Talk on HITB GSEC 2015 “SAP Afaria. One SMS to hack a company”
Have you ever wondered how to get access to the crucial data stored on a Fortune 2000 CEO’s mobile phone and rule the world? Today, we are witnessing an unprecedented number of mobile devices being integrated into the core business processes of companies and being actively accessed by top executives to manage them remotely. Another aspect is the level of access: even if mobile access for a typical middle-level employee is restricted or limited, CEOs can do everything!
There are more and more business applications and an increasing number of mobile devices out there. The “mobilization” of enterprises also forces the advent of evils associated with integration and security.

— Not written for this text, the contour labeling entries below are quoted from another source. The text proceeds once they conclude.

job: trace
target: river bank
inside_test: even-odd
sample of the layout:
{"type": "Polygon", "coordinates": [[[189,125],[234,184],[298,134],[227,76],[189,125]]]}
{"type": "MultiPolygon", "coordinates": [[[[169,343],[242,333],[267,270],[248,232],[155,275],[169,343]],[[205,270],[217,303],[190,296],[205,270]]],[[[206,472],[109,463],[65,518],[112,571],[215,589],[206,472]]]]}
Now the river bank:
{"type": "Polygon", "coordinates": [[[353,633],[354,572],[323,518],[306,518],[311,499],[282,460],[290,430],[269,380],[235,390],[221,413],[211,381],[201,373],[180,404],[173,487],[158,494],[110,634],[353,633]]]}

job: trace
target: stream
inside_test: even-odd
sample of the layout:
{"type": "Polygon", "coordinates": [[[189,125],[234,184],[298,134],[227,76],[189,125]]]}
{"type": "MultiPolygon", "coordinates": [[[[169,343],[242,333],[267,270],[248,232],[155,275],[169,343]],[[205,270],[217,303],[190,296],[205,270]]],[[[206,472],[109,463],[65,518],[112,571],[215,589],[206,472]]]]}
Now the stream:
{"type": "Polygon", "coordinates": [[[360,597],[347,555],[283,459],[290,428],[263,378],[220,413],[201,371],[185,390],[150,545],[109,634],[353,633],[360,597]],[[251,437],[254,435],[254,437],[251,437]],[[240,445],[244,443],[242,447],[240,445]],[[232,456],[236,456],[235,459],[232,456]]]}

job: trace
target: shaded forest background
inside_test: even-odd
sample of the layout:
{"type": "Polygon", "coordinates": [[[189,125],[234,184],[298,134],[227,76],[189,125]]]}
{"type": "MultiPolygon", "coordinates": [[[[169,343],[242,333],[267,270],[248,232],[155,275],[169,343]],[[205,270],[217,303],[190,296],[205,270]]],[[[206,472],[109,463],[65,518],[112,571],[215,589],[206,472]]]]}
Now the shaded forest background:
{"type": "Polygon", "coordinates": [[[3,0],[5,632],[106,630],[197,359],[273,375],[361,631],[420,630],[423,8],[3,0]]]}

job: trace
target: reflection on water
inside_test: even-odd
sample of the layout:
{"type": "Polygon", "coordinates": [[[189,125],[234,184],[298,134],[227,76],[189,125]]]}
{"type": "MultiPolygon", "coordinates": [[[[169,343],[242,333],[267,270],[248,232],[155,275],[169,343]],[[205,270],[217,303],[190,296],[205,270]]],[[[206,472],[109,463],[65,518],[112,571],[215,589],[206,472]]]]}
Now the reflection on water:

You might hear of many talks regarding mobile security, but never has anything significant related to the SAP Mobile ecosystem been spoken on before. These systems access the most essential functions of a large enterprise, which in turn often deploy a plethora of business systems and a heterogeneous fleet of devices. Essentially, information needs to be transmitted quickly and safely.
SAP’s best-known software products are its enterprise resource planning, CRM, and BW applications that are deployed in almost all companies in the Forbes Global 2000 list. You already hear a lot about vulnerabilities in different SAP platforms, and now the new emerging scenario dictates that even their mobile infrastructure needs to be paid closer attention.
This talk reviews SAP’s MDM solution called Afaria and proves that an attacker does not need to know a lot to compromise data on an enterprise CEO’s phone. The MDM (Mobile Device Management) technology is supposed to solve some of the problems related to mobile device data control. But how secure are the systems designed to secure critical data?
We have discovered a lot of typical vulnerabilities for enterprise systems, but we have also found a few logical vulnerabilities that are specific to this platform. See how many SMS messages can stop a large business. These vulnerabilities were to be presented at the BlackHat APAC security conference in March, but the presentation was revoked in accordance with SAP’s Disclosure Guidelines.